Budgetary tightening from next fiscal onward will ensure that the government stays on the fiscal consolidation road- map, under which it has promised to reduce the deficit to 3.5 per cent in 2016-17 from 3.9 per cent this fiscal, he said.
As the government gears up to meet the fiscal deficit target, which has already touched 74 per cent of the full year target as of end October according to government data released yesterday, Rajan warned that the quality of the deficit should not be compromised and greater focus should be laid on capital expenditure rather than meeting current expenses like wages.
"One is the quantity of the deficit which the government tries to keep within in the fiscal consolidation path and the second is quality, which typically would mean that if we spend, we try to emphasise the capital investment part of spending rather than the current expenses... I think the government is intent to protect the capital spending that it has taken up," he said.
"...Its direct effect on aggregate demand is likely to be offset by appropriate budgetary tightening as the government stays on the fiscal consolidation path," it said.
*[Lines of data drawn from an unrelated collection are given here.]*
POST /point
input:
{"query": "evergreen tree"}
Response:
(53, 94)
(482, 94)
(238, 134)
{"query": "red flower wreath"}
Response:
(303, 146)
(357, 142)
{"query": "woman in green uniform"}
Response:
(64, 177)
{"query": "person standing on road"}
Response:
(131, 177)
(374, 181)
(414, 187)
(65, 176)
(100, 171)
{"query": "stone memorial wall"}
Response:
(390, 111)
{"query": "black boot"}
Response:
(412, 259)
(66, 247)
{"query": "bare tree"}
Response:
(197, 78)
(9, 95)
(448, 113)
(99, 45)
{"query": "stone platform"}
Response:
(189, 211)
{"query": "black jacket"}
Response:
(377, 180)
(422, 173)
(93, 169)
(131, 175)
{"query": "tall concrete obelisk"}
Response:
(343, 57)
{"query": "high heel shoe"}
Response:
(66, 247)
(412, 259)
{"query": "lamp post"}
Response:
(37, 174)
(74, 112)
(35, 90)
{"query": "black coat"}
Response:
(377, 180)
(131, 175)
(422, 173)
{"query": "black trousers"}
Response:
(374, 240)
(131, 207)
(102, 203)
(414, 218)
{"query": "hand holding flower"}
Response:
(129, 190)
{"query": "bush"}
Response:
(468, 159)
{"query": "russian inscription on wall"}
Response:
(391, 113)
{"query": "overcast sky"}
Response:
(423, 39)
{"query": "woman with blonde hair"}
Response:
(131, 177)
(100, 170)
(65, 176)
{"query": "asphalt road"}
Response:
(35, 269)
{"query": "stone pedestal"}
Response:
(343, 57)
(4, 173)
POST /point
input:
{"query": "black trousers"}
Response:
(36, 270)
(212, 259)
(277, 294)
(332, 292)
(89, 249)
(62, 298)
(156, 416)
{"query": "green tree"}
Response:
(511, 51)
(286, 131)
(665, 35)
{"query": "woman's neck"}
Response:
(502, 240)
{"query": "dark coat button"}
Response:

RBI Deputy Governor Urjit Patel, who is in-charge of the
monetary policy department, said the increase in house rent allowance of the 42 lakh Central government employees post-pay panel award would get reflected in the retail inflation data but the RBI would look through it.
Meanwhile, reacting to GDP growth numbers for the second quarter made public yesterday, Patel said 7.4 per cent growth validates that we are on a recovery path.
"The growth number indicates that...Broadly we are on a recovery path which looks to be sustainable and should pick-up pace going forward as more of the capex that the government has programmed in the budget for this year comes in to play," Patel said.
The economy is on track to achieving up to 7.5 per cent growth this fiscal, he added.